From the earpiece came a faint, whispering hiss, like a radio tuned between stations. And beneath the crackle of static, she could hear them. Voices. A layered chorus of whispers, indistinct and distant, but undeniably there. They rose and fell in a discordant murmur, the sound of a thousand hollow conversations happening at once. Then, one voice, clearer than the rest, slid through the static, a cold, gravelly whisper that she recognized with a jolt of pure, electric dread.
…collection is not complete…
Dahlia slammed the receiver back into its cradle as if it had burned her. She backed away from the phone, her breath catching in her throat. It wasn't in her head. It wasn't a memory. It was real. He was in the wires. He was in the static. His influence wasn't bound to that impossible house; it followed her.
The weight of what she had done, and what it had cost, crashed down on her. She sank into Shelby’s sagging armchair, the one she’d been sitting in what felt like a lifetime ago when she first opened that manila envelope. She had killed two people. Two monstrous, inhuman people who had sold her for power, yes. But the act itself was a heavy, indigestible stone in her gut. She felt no remorse, no guilt—they had given her no choice. But she felt the profound horror of it. Her hands, resting on her knees, were the hands that had done it. Her mouth, which still housed the alien prosthetic, was the weapon.
She pulled the broken silver locket from her jeans pocket, the chain snapped, the casing dented. It fell open in her palm. The tiny, faded picture of Shelby looked up at her, her eyes seeming to hold not just love, but a deep, sorrowful understanding. She had known this would be the price.
Exhaustion finally began to claim her. She curled up in the armchair, too terrified to lie in her bed, pulling a worn afghan over herself. Sleep, she hoped, would be a temporary oblivion.
But as the city outside grew quiet and the last of the traffic faded, a new sound began.

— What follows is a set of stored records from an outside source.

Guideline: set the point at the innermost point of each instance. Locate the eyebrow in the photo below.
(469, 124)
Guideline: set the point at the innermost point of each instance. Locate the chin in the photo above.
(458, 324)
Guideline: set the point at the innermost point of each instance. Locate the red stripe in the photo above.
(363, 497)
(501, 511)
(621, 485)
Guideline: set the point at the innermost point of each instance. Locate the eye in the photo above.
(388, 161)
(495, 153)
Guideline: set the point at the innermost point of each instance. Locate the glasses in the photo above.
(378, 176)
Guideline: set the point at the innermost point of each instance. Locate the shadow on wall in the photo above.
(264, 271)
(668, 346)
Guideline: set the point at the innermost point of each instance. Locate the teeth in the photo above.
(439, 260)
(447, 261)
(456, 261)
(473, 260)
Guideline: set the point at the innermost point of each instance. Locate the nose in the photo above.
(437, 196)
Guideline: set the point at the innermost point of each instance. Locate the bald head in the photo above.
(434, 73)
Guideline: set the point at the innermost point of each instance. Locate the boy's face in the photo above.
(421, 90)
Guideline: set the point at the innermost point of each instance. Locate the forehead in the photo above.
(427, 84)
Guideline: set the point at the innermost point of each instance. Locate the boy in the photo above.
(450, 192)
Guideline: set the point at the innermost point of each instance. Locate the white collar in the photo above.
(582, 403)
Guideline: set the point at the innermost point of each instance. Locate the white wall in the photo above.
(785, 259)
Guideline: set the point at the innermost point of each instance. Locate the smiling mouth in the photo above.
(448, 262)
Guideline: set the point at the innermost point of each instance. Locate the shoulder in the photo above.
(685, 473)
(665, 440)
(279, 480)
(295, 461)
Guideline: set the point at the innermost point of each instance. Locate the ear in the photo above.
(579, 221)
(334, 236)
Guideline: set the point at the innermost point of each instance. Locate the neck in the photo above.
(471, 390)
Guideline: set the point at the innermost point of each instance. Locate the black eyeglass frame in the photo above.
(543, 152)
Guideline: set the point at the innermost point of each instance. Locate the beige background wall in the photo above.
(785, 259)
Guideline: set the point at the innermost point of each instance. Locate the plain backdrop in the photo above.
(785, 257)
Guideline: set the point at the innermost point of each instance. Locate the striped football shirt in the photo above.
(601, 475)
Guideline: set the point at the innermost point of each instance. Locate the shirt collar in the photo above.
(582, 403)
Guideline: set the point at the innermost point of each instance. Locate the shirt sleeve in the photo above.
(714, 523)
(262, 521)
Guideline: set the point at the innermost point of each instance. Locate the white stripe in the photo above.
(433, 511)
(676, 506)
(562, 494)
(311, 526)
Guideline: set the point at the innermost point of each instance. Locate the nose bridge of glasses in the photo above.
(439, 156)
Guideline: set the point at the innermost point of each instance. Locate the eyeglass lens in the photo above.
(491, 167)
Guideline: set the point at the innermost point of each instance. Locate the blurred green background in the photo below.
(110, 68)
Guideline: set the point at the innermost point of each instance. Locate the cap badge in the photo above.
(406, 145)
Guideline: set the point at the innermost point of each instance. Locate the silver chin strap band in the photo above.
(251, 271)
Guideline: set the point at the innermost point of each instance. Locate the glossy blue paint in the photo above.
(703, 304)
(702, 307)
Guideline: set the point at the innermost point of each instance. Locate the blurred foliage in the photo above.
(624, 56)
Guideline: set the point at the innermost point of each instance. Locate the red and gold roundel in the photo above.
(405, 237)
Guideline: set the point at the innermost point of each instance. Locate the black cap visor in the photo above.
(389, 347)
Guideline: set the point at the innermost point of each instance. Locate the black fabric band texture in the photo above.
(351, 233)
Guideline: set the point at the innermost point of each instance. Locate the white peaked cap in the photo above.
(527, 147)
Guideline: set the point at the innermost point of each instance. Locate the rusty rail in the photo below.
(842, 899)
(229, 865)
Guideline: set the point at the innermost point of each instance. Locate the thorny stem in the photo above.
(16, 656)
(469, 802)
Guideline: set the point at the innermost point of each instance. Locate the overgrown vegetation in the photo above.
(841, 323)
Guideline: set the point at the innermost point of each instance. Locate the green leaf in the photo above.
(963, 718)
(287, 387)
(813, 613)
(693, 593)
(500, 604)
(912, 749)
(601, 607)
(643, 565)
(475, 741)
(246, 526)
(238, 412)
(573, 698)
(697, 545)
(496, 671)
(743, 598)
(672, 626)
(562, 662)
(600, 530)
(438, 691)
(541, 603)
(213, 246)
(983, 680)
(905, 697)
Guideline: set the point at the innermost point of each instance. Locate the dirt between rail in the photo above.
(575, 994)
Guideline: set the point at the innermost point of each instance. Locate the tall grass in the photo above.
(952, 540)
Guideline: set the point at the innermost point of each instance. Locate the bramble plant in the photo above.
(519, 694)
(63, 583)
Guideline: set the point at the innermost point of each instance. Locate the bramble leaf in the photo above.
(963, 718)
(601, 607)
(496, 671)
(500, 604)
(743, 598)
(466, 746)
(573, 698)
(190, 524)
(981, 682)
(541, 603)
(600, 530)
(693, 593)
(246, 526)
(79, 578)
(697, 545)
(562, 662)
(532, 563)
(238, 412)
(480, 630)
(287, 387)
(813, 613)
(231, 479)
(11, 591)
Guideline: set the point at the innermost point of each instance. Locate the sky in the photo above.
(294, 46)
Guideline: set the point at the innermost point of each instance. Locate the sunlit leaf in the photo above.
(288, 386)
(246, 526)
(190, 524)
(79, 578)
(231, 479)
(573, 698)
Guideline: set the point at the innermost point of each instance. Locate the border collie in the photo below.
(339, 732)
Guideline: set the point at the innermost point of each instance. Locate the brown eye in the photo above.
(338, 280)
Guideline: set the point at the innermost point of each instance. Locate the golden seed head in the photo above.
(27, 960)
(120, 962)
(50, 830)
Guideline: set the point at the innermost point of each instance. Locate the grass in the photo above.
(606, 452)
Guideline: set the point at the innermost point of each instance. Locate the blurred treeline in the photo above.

It was faint at first, so subtle she thought it was the hum of the refrigerator.
tick… tock…
She sat bolt upright, her ears straining in the darkness. The sound was gone. She held her breath, listening.
There.
tick… tock…
It was coming from the television, a faint, rhythmic pulse from the standby light. She stared at the tiny red dot, and with every blink, it seemed to pulse in time with the sound.
She scrambled out of the chair and yanked the television’s plug from the wall socket. The red light died. The sound stopped.
Silence. Blessed, absolute silence.
For a moment.
tick… tock…
This time it was different. Slower. It was a wet, heavy sound, like a dripping tap. It came from the kitchen sink. Each drop hit the metal basin with a precise, metronomic beat.
tick… tock…
Panic clawed its way up her throat. She ran to the sink and twisted the faucet handle as hard as she could. The dripping stopped.
She stood panting in the center of the room, her eyes darting from one object to the next. The internal clock that had defined her existence was gone, but now, pieces of it were manifesting around her. The Collector wasn't just watching her or whispering to her. It was re-establishing its claim, rebuilding its clock not inside her, but in the world around her, marking her, reminding her.
Her gaze fell on the manila envelope still sitting on the coffee table, along with Shelby’s letter and the oilcloth that had held the teeth. Her heart hammered against her bruised ribs. Shelby had given her a weapon and a mandate. But a woman that cunning, that brilliant, a woman who had planned this for twenty years… surely she had left more. She had to have left a contingency. An explanation. A way to fight what came next.
The desperate need for answers, for another piece of Shelby's posthumous guidance, became her new desire. Because she finally, truly understood. She hadn't won. She had just survived the opening move of a terrifying new game, and the Collector was already setting the board for the next.